A season begins in late March, or early April. After the two to three week process of selecting teams for JV and varsity, practice begins. Practice is every week day and Saturday until the first week of July, which is “dead week”. Dead week is a week in the summer where no high school coach can have any contact with any of their players. After dead week, preparation takes place for Summer Regionals, a competition where the team attempts to qualify for state.

“We practice every day from anywhere from six to eight in the morning until ten in the morning or noon working on our routine to get to state,” junior Molly Filger said.

After Summer Regionals, the main focus is back to school. During the fall, the cheer team is busy making back to school appearances, along with getting ready for football season and State, which is late October or early November. A lot of preparation and stress goes into State. The girls and coaches strive for perfection, especially with the pressure of winning State eight times in a row.

“Most people assume that winning once is a challenge and it definitely is,” head varsity coach Brenda Moats said. “The expectation to repeat applies pressure on not only the coaches, but the team as well. I think it’s stress on both staff and girls. The main difference or challenge we face as coaches is each year is a new team, new dynamic, new season. We have to start all over just like everyone else. It’s a retraining, refocusing, lots-of-hard-work kind of sport.”

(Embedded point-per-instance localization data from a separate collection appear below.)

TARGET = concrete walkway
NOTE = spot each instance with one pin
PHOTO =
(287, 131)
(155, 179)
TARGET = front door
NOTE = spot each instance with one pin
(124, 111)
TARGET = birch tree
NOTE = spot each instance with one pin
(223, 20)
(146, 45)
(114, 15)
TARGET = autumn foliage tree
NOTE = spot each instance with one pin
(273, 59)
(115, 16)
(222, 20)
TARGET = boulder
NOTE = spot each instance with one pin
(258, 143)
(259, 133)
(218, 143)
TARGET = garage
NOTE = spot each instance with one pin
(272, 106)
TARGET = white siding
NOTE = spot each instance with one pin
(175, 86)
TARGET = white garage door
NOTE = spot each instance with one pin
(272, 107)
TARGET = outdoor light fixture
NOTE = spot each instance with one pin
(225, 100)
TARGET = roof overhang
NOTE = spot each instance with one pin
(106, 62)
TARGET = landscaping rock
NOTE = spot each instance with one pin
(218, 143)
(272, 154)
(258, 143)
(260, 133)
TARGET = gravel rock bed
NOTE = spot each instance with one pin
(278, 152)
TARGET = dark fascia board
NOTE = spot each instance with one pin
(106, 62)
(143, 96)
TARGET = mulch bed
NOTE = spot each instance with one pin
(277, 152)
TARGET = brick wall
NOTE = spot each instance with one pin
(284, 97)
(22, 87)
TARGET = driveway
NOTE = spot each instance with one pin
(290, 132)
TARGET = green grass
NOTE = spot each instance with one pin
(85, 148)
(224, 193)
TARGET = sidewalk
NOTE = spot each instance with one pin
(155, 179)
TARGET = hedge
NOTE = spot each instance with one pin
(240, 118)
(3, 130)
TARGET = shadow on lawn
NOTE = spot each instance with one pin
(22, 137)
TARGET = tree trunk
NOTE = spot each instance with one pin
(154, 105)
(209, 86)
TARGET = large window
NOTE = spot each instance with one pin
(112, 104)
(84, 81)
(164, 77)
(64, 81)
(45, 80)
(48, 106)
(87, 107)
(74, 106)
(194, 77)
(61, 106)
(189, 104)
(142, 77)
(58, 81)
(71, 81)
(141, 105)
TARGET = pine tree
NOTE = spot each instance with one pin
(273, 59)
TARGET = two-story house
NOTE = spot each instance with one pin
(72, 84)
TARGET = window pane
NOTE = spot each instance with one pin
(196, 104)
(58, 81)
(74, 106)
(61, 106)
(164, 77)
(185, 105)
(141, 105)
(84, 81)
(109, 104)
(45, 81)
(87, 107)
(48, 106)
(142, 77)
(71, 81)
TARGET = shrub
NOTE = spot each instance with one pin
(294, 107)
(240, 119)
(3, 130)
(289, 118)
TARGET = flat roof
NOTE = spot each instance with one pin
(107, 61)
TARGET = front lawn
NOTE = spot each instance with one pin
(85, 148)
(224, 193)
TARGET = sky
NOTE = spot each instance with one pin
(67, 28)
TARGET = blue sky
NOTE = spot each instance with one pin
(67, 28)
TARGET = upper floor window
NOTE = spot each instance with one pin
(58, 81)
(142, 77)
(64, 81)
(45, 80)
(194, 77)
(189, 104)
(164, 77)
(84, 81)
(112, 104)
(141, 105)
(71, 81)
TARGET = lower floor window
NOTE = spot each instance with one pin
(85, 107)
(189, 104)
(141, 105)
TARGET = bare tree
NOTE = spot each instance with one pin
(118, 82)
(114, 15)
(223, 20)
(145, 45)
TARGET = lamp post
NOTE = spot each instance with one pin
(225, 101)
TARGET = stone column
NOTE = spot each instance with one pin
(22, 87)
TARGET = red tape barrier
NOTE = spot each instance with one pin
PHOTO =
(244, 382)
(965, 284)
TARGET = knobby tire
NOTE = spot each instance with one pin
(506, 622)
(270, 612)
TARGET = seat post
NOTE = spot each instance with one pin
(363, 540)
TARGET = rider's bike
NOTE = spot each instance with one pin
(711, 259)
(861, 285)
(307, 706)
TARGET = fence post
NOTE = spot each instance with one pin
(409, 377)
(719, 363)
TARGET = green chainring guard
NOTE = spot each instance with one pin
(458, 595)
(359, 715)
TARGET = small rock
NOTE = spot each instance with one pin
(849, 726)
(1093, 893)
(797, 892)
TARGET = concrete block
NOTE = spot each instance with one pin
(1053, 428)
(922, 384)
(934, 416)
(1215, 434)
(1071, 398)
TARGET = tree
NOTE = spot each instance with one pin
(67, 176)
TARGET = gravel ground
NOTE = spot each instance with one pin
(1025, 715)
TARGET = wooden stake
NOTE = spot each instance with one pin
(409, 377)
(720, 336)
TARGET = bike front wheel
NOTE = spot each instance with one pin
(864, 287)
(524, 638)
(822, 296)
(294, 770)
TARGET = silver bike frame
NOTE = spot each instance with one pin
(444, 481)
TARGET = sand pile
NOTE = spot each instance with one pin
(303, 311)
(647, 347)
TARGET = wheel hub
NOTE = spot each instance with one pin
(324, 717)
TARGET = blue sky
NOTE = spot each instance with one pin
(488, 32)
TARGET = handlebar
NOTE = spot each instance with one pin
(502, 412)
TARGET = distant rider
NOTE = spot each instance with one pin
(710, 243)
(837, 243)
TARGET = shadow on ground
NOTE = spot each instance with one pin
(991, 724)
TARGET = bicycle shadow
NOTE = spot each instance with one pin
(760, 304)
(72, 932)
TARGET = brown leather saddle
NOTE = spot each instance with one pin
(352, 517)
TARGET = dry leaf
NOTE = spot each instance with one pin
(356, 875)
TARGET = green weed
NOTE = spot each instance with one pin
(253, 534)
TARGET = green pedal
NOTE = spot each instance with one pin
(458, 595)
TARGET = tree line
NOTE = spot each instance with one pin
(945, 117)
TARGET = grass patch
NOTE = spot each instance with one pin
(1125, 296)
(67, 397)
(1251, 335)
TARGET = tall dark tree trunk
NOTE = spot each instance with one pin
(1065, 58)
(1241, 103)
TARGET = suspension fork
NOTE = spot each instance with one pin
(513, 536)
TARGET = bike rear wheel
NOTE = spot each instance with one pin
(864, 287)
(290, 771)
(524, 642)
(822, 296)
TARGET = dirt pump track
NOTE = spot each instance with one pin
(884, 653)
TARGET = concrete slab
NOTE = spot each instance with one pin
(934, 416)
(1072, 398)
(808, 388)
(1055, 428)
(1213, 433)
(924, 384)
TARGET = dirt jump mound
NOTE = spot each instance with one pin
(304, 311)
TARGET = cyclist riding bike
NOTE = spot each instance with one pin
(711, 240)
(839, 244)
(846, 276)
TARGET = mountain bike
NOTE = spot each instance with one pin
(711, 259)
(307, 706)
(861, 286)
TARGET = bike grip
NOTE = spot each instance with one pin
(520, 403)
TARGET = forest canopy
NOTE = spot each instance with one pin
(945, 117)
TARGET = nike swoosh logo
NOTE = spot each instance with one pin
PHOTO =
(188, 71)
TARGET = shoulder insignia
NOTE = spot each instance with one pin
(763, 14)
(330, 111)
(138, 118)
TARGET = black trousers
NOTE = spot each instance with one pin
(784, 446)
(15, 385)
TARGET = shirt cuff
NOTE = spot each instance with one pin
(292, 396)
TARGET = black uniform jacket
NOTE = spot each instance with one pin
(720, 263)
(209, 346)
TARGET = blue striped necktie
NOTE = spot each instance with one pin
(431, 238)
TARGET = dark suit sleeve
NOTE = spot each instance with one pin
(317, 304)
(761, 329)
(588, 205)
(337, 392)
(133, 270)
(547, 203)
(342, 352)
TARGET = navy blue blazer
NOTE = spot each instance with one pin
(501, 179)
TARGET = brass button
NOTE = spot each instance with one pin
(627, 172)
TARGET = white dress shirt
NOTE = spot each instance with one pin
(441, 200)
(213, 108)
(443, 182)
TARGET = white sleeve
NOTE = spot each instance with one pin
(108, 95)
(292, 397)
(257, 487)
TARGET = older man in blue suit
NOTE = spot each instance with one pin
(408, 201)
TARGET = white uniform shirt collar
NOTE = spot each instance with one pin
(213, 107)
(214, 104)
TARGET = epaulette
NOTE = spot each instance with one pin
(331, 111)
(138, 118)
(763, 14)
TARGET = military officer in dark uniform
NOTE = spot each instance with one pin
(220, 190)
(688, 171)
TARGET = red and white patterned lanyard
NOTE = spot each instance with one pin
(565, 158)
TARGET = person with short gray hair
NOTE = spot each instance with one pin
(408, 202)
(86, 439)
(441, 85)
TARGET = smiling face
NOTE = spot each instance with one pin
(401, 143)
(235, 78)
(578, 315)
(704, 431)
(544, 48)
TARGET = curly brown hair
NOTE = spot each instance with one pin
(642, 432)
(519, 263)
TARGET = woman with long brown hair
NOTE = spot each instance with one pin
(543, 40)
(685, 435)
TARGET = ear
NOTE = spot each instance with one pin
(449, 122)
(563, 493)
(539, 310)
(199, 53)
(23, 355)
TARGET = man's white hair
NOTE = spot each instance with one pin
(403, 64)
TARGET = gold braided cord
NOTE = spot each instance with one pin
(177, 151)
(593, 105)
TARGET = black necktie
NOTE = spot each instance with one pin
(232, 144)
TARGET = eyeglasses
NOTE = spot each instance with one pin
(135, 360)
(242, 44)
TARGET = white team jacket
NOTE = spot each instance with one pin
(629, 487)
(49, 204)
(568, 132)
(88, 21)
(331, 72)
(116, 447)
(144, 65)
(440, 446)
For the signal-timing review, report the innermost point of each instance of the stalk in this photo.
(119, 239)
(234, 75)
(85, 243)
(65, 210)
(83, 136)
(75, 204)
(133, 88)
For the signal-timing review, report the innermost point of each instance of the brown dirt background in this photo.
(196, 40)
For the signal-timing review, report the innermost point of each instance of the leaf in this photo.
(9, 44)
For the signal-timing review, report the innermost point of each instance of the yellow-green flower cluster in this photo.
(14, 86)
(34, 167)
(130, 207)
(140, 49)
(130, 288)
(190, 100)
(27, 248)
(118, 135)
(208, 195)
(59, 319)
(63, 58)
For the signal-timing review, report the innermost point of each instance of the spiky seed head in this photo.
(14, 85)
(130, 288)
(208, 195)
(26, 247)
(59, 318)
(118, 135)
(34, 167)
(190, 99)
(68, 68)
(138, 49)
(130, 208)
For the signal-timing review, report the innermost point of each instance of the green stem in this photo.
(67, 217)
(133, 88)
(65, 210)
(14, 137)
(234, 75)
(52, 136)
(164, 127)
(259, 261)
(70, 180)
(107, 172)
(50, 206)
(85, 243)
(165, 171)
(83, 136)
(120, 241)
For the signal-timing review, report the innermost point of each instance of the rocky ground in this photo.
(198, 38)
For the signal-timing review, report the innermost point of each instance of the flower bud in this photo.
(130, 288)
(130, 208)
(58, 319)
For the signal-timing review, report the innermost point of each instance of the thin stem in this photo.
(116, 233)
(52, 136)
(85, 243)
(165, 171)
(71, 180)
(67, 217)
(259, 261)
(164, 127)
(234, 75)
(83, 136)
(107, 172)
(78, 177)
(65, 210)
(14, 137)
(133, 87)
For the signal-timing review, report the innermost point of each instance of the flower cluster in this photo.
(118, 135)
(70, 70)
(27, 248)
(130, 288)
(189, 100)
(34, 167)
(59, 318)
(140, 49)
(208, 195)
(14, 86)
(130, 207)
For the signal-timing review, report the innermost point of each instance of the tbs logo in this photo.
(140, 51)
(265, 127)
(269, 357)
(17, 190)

There are a lot of aspects that the girls need to focus on in preparation for competition. Not only do the girls need to have impressive tumbling skills, but they need to be in sync with each other. They also need to be able to do multiple stunts and execute it cleanly. They also have to cheer at games and support other teams on top of supporting themselves.

“We work our butts off, I don’t think people see how hard we actually work,” senior Tianna Fry said. “Not only do we have team practices, but we practice motions and stretch at home and also go to tumbling.”

After football and State, the focus transitions into basketball, Regionals and the all-mighty Nationals at Disney World in Orlando, Florida.

The girls have to do well in Regionals in January in order to qualify for Nationals in February, so there is a lot of built-up pressure and anxiety in order to prepare. Not only did the girls qualify for Nationals this year, but they won Regionals as well. The main focus is on their two winter competitions, but the girls focus some time on learning cheers for basketball as well.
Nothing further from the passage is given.